Comparison of high-frequency and ultrahigh-frequency probes in chronic inflammatory demyelinating polyneuropathy.

OBJECTIVES: High-frequency ultrasound (HFUS 18-20 MHz) performed on patients with chronic inflammatory demyelinating polyneuropathy (CIDP) shows a focal enlargement, particularly in the proximal segments of upper-arm motor nerves. Ultrahigh frequency ultrasound (UHFUS 30-70 MHz), having a higher spatial resolution, enables a better characterization of nerve structures. The aim of this study was to compare the two ultrasound probes in the evaluation of motor nerve characteristics in CIDP patients. METHODS: Eleven patients with definite or probable CIDP underwent an ultrasound evaluation of median and ulnar nerves, bilaterally. Nerve and fascicle cross-sectional area (CSA), vascularization, and echogenicity were assessed.
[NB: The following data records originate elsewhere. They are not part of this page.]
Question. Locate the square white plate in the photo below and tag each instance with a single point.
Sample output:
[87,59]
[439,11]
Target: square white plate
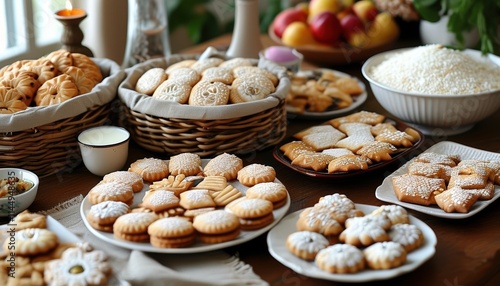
[385,192]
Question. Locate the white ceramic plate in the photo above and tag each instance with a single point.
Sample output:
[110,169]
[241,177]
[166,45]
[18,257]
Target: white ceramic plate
[198,246]
[358,100]
[385,192]
[278,235]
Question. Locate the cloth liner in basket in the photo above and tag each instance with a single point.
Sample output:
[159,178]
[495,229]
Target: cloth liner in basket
[169,127]
[43,139]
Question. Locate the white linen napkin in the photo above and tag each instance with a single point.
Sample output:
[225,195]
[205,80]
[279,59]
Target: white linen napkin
[139,268]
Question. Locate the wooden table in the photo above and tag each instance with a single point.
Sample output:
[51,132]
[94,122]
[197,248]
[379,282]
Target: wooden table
[468,250]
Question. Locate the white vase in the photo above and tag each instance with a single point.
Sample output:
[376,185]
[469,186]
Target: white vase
[437,33]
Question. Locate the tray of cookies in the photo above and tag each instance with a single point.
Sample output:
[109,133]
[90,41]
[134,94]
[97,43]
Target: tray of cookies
[323,94]
[348,146]
[205,104]
[185,204]
[361,243]
[46,102]
[448,180]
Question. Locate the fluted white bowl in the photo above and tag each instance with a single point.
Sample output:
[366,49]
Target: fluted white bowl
[433,114]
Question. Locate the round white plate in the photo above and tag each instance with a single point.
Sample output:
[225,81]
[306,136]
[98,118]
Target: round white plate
[278,235]
[358,100]
[198,246]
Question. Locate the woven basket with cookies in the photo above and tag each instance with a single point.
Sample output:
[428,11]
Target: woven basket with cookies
[46,102]
[206,105]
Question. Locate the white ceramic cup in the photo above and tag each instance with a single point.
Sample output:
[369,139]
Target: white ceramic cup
[104,149]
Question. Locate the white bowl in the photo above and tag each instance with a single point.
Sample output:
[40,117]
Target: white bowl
[12,205]
[433,114]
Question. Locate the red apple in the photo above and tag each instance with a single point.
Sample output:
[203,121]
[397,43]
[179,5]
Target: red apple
[351,24]
[287,16]
[326,28]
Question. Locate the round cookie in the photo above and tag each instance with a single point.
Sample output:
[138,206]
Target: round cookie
[151,169]
[103,215]
[340,259]
[206,93]
[306,244]
[126,177]
[150,80]
[250,87]
[274,192]
[256,173]
[173,90]
[385,255]
[217,226]
[111,191]
[171,232]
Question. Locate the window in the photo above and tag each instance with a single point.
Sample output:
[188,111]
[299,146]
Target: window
[28,29]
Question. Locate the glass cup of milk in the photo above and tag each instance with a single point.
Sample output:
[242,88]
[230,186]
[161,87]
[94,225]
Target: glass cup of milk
[104,149]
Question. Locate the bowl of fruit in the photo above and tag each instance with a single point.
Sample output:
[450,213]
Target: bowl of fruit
[335,31]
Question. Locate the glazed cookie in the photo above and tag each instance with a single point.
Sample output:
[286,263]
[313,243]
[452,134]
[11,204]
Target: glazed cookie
[171,232]
[150,80]
[217,226]
[127,178]
[111,191]
[306,244]
[256,173]
[188,164]
[206,93]
[225,164]
[385,255]
[103,215]
[250,87]
[341,259]
[173,90]
[151,169]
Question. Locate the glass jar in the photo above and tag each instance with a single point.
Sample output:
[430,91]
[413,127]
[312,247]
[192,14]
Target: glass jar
[147,31]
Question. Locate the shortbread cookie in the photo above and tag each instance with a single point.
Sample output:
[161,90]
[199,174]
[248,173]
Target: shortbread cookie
[150,80]
[151,169]
[217,226]
[173,90]
[111,191]
[206,93]
[256,173]
[188,164]
[225,164]
[274,192]
[340,259]
[171,232]
[417,189]
[408,235]
[133,226]
[103,215]
[126,177]
[160,200]
[250,87]
[306,244]
[385,255]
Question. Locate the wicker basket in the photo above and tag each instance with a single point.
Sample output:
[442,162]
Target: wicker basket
[172,128]
[43,139]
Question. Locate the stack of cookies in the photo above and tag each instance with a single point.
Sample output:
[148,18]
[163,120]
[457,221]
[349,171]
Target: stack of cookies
[208,82]
[55,78]
[348,143]
[454,185]
[339,238]
[33,255]
[183,202]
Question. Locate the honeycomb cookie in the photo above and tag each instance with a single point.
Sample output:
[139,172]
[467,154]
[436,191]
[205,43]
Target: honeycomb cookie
[56,90]
[150,81]
[250,87]
[78,266]
[206,93]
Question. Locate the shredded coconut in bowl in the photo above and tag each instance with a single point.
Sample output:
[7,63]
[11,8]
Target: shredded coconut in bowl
[434,69]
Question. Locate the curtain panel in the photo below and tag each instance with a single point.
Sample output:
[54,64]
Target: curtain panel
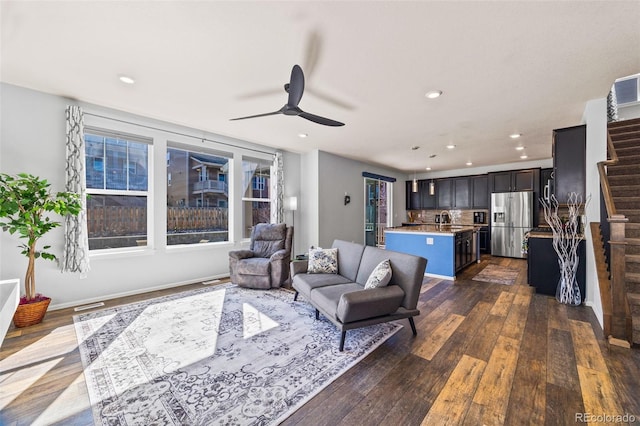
[277,189]
[75,256]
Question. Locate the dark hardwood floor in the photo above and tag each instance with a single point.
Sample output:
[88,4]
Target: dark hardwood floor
[485,353]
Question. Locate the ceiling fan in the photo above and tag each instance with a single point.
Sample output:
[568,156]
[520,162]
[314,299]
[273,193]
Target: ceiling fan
[312,52]
[295,89]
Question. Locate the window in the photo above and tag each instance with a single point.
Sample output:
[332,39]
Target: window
[627,90]
[256,201]
[197,196]
[117,184]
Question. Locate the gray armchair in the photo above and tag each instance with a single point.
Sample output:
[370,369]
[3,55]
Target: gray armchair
[266,263]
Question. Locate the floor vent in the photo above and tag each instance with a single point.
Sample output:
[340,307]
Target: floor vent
[91,306]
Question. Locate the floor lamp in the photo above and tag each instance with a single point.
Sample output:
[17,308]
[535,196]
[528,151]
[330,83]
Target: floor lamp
[292,204]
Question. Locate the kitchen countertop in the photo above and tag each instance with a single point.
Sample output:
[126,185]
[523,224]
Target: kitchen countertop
[428,228]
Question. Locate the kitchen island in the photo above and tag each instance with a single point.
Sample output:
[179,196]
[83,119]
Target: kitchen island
[447,248]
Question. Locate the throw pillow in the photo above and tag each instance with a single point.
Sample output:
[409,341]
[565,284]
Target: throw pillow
[380,276]
[323,261]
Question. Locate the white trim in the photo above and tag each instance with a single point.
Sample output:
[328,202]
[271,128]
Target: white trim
[133,292]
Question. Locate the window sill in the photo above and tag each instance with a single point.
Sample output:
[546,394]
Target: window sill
[120,253]
[180,248]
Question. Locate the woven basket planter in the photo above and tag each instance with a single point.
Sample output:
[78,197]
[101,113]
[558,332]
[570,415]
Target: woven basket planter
[30,313]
RESULTS: Nerve and fascicle CSA were increased in the proximal segments, especially in the median nerve, in 9/11 patients and in 10/11 patients at the HFUS and UHFUS evaluations, respectively. A statistically significant difference between CSA values obtained with the two probes was found only for fascicle values. UHFUS allowed for a more precise estimation of fascicle size and number than the HFUS. We were able to identify nerve vascularization in 4/11 patients at UHFUS only. CONCLUSION: UHFUS gives more detailed information on the changes in the internal nerve structure in CIDP patients. In particular, it permits to better characterize fascicle size and morphology, and to have a precise estimation of their number. Its frequency range also allows to evaluate nerve vascularization. SIGNIFICANCE: Ultrasound evaluation could become an adjunctive diagnostic tool for CIDP. Further studies are needed to validate the examined parameters as biomarkers for the evaluation and follow-up of CIDP patients.